Just about two weeks after the world has watched the Conclave in the Vatican, the 23rd EMVA Business Conference took place from 22 – 24 May in the eternal city of Rome. Around 110 vision-tech CEOs and other decision makers from machine vision enterprises and institutes out of 14 nations from Europe and overseas met in Italy’s capital.
Despite offering a well balanced progam of keynotes, technical presentations and a panel discussion, the EMVA Business Conference is characterized by extraordinary networking opportunities.
This time a new record got achieved – more than 160 individual 1:1 meetings were pre-scheduled during the 2.5 conference days. And of course the side events were used for personal exchange and meeting peers.
Current geopolitics and the economic challenges were reflected by several speakers as well as the panel discussion.
Especially the question of import taxes, its influence on global trade and how to manage that from a vision company’s perspective got addressed not only in program sessions but also in many conversations between participants. All over all, probably the most political EMVA conference so far.
But vision technologies and applications were not cut short. This includes Industrial Computed Tomography; FT spectral imaging; Railway Specific Challenges and Requirements for Fully Automated Train Operations; Imaging Trends in Defense & Security; and a talk about the future of vision sensing technology revolutionizing the way we perceive and process visual data.

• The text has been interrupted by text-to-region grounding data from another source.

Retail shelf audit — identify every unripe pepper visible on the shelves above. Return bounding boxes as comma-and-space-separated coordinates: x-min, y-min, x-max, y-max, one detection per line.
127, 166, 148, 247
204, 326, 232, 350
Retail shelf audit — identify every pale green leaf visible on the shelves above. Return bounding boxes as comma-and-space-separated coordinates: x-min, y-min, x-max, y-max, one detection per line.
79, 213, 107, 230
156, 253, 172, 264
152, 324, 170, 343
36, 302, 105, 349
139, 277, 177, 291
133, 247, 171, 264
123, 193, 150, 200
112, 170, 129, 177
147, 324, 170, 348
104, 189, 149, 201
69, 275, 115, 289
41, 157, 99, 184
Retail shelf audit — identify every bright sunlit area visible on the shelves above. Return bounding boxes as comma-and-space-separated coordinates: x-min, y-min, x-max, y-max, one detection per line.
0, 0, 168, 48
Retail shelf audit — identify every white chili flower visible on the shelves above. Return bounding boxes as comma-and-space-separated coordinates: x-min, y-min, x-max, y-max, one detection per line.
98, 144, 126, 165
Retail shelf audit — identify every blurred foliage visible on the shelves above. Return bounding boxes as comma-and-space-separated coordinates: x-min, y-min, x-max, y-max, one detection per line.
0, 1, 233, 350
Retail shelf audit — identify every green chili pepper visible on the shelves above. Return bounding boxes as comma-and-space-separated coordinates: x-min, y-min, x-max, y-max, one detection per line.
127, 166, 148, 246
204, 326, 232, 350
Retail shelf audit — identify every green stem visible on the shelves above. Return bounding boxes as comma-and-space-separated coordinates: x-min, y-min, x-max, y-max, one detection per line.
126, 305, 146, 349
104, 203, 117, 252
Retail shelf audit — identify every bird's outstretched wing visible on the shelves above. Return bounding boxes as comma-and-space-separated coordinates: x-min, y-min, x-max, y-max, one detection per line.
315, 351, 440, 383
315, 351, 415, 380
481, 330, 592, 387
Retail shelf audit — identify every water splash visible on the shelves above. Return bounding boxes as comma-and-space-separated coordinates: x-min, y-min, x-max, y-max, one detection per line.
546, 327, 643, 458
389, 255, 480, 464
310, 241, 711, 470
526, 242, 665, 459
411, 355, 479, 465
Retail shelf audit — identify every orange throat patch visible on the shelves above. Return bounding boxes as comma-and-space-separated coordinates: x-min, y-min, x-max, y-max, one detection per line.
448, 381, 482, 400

Dr. Rolandos Alexandros Potamias wins EMVA Young Professional Award 2025

The EMVA Young Professional Award 2025 went to Dr. Rolandos Alexandros Potamias for his work “High-fidelity 3D Hand Modelling, Detection and Reconstruction in world-coordinates”. The awardee was announced on 23 May during the 23th EMVA Business Conference in Rome, where he also had the opportunity to present his work as part of the regular conference program. Rolandos Alexandros Potamias is a postdoctoral researcher in 3D Computer Vision at the Department of Computing of Imperial College London in United Kingdom, focusing on perceiving and modelling humans. Rolandos holds a MEng from the School of Electrical and Computer Engineering in National Technical University of Athens. He obtained his PhD degree from Imperial College London under the supervision of Stefanos Zafeiriou with the thesis entitled “Advances of graph neural networks for 3D shape learning and analysis”. Rolandos’ current research efforts focus on building foundational embodied AI for open-world robots.